Aol Woos Customers With Flat Rate On-Line Leader Shifts Tactics In Bid To Reduce Defections

Associated Press

Embracing a tactic that has hammered it, America Online Inc. on Tuesday began offering a new flat-rate price in a bid to stem the defection of customers to cheaper providers of access to the Internet.

The new $19.95 monthly fee offers unlimited access to America Online’s electronic services and media as well as the Internet.

It marks a turnaround for America Online, which earlier this month offered the $19.95 rate but for only 20 hours use, tacking on $2.95 for each additional hour users spent on-line.

The pricing shift was part of a broader response by the nation’s largest on-line service to industry criticism that it wasn’t doing enough to protect itself against growing threats from electronic interlopers.

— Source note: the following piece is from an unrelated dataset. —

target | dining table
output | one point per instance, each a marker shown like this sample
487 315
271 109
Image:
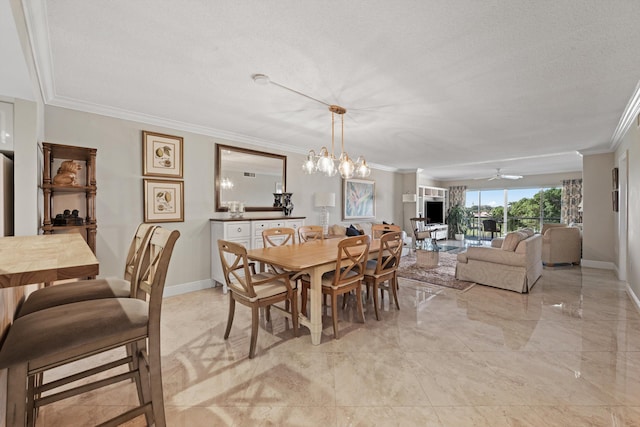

The company had previously stuck to charging per-hour fees on top of a base rate even as it warned it was having trouble keeping subscribers because of rivals offering unlimited use of the Internet for a single fee.

America Online also revamped its corporate structure, creating three separate divisions and hiring Robert Pittman, a former MTV executive who developed the “I want my MTV” slogan, to strengthen the brand identity of the on-line computer service.

The $19.95 monthly fee adopted by America OnLine matches pricing by archrival Microsoft’s Network.

An alternate AOL plan, costing $9.95 per month, offers unlimited access to America Online’s features without the Internet access.

A third plan, costing $4.95 per month, offers three hours of AOL usage per month, with each additional hour at $2.50.

Investors applauded AOL’s forceful moves. After climbing even higher early in the day, America Online stock closed up 4 percent, or $1 per share, at $25.62-1/2 on the New York Stock Exchange.